I have my MySQL database server on Server 1. I want to have my Rails apps on two other servers - say A and B to be able to connect to this Server 1. What's the best way to do this?
我在服务器1上安装了我的MySQL数据库服务器。我希望在其他两台服务器上安装我的Rails应用程序 - 比如说A和B能够连接到这台服务器1.最好的方法是什么?
In the my.cnf file it appears I can use the bind-address to bind to one and only one IP address. I can't specify the IP addresses of both A and B in my.cnf.

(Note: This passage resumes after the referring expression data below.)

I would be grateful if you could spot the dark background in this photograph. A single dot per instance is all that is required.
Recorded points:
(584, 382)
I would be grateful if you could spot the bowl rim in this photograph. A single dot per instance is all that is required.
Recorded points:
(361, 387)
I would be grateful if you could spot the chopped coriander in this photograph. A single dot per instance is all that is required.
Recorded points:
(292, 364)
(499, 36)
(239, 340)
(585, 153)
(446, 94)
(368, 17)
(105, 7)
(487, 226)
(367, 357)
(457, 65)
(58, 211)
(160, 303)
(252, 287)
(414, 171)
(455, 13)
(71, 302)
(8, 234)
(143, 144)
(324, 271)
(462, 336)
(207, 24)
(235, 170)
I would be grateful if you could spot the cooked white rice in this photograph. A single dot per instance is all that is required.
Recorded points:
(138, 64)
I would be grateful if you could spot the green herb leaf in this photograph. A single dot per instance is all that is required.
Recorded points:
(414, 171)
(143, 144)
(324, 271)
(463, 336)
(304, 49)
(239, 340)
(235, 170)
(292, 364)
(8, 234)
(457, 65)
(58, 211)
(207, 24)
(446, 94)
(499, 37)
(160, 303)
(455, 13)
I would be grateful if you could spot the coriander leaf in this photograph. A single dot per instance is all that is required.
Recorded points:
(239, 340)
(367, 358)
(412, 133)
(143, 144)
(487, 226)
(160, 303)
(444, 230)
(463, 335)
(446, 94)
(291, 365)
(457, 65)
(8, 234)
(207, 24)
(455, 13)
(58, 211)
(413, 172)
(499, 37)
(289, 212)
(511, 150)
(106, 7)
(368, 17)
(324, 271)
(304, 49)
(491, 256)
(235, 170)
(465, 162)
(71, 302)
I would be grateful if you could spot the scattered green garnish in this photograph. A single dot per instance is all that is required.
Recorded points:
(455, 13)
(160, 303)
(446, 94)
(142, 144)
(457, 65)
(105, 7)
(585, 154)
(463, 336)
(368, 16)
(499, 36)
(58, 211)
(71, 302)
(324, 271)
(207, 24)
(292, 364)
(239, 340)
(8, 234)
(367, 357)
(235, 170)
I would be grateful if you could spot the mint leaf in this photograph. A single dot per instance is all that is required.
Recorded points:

在my.cnf文件中,似乎我可以使用bind-address绑定到一个且只有一个IP地址。我无法在my.cnf中指定A和B的IP地址。
On the other hand, if I comment skip-networking, the gates are wide open.
另一方面,如果我评论跳过网络,那么大门是敞开的。
Is there a golden mean? What are you folks doing to allow a DB server to listen to requests from multiple app servers and still stay secure?
有中庸之道吗?你们有什么方法可以让数据库服务器收听来自多个应用服务器的请求并保持安全?
5 个解决方案
#1
If MySQL is running on Linux:
如果MySQL在Linux上运行:
I am very biased towards using iptables (a.k.a. netfilter, the Linux firewall) to control incoming traffic to various ports. It's simple to use and very robust.
我非常偏向于使用iptables(a.k.a. netfilter,Linux防火墙)来控制到各个端口的传入流量。它使用简单,非常强大。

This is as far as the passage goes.